Jupyter Notebooks are a popular way of consolidating a number of code batches together and them executing them as separate batches or all together. These are essentially a document with notes and code, all of which are stored together. Databricks can run these, as can a number of other services. They are also integrated into various tools, like Azure Data Studio.
Just like many other technologies, we’d like to execute these in a way that suits our environment. While running these in a tool like ADS works fine, we might want to schedule these and check the results later. You can run notebooks with PowerShell, but keeping around results and managing the data is hard. Since many of us use SQL Server or Azure SQL Database, wouldn’t it be great if we could find a way to have these run inside SQL Server and keep the results around?
I was poking around inside a database and discovered that I could do this.

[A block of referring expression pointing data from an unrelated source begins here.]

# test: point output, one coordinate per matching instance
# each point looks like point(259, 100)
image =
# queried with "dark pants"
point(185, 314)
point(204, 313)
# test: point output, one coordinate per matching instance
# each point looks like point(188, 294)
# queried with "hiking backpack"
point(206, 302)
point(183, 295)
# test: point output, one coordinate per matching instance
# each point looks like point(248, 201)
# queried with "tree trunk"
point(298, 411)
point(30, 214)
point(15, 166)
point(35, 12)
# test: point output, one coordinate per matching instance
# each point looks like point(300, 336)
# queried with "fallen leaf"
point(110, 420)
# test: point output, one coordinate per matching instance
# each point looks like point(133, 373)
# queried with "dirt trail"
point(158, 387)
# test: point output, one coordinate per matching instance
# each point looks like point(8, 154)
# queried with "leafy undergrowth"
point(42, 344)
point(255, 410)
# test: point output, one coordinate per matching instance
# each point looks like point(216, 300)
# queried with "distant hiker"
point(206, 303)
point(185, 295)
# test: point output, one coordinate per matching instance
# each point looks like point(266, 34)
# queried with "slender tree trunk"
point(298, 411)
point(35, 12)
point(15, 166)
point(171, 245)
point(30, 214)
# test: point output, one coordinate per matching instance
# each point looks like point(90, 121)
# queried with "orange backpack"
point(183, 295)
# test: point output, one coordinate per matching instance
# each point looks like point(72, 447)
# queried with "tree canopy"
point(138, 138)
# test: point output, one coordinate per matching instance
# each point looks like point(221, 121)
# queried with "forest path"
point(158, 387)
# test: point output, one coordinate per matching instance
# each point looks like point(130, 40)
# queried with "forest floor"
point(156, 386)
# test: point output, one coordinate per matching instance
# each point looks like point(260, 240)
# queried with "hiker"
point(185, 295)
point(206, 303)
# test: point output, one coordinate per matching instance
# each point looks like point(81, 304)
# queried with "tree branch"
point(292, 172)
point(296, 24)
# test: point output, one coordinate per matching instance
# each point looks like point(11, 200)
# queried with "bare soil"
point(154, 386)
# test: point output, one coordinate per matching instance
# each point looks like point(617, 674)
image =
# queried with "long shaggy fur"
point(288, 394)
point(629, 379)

Only with notebooks that have T-SQL code, but that’s usually what we’d want to do inside a SQL Server (or Azure SQL) database. I need to write a more detailed article on this, but there are a few basics that might help some of you understand how this works. Essentially, there is an undocumented extended stored procedure, xp_notebookparse, that will read the JSON internals of a notebook and allow you to extract out there T-SQL batches. The @execute = 1 parameter will cause each of these batches to be executed.
For results, a new notebook is created and added to a local temp file, #nbresults, as a BLOB value. You can explore the structure of this, but essentially, part of your stored procedure should take all the data from this table and add it to a permanent table in your database. If you use a stored procedure to wrap the extended stored procedure call and an INSERT..SELECT call together then you’ll actually get nothing to happen because today is April first. It’s April Fools and this is a joke. Hopefully, you aren’t too disappointed.